[Leetcode] Combination Sum

Given a set of candidate numbers (C) and a target number (T), find all unique combinations in C where the candidate numbers sums to T.

The same repeated number may be chosen from C unlimited number of times.

Note:

• All numbers (including target) will be positive integers.
• Elements in a combination (a1, a2, … , ak) must be in non-descending order. (ie, a1 ≤ a2 ≤ … ≤ ak).
• The solution set must not contain duplicate combinations.

For example, given candidate set 2,3,6,7 and target 7,
A solution set is:
[7]
[2, 2, 3] 

递归求解，每次加进去一个数字，然后在以该数字开始的数组上递归求解，注意去除重复的元素就可以。
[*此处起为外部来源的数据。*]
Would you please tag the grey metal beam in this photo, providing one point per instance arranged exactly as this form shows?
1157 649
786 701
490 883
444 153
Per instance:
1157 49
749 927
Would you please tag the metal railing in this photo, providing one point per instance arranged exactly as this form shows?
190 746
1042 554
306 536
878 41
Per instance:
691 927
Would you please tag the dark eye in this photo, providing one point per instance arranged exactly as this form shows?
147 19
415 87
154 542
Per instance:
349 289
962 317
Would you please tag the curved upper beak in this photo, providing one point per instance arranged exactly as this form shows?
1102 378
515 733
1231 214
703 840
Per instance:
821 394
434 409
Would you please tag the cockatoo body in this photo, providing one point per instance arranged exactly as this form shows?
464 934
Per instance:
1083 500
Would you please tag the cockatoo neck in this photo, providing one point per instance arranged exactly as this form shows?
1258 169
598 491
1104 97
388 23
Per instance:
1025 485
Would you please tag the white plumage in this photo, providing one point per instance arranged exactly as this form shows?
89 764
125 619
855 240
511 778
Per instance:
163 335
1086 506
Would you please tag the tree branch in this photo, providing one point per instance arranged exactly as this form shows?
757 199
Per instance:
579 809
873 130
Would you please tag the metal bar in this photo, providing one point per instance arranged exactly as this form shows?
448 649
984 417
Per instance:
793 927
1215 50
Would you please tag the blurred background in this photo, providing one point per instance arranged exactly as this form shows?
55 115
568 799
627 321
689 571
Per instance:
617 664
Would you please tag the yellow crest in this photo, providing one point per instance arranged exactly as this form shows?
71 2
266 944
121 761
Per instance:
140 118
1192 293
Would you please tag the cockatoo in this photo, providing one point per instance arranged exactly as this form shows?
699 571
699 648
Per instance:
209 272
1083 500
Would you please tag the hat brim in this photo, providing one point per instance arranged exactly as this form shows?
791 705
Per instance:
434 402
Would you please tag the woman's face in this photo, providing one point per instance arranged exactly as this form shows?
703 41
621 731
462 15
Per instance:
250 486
这道题和之前写的Combination Sum II 应该是一样的写法，不过我之前那到题写的有些复杂，写成Subset那道题的递归写法了。

    public List<List<Integer>> combinationSum(int[] candidates, int target) {
        List<List<Integer>> result = new ArrayList<List<Integer>>();
        List<Integer> list = new ArrayList<Integer>();
        Arrays.sort(candidates);
        dfs(candidates, target, 0, list, result);
        return result;
    }
    
    private void dfs(int[] num, int current, int beg, List<Integer> list, List<List<Integer>> result) {
        if(current < 0) return ;
        else if(current == 0) {
            result.add(new ArrayList<Integer>(list));
        }
        else {
            for(int i = beg; i < num.length; i++) {
                if(i > beg && num[i] == num[i-1]) continue;
                list.add(num[i]);
                dfs(num, current-num[i], i, list, result);
                list.remove(list.size() - 1);
            }
        }
    }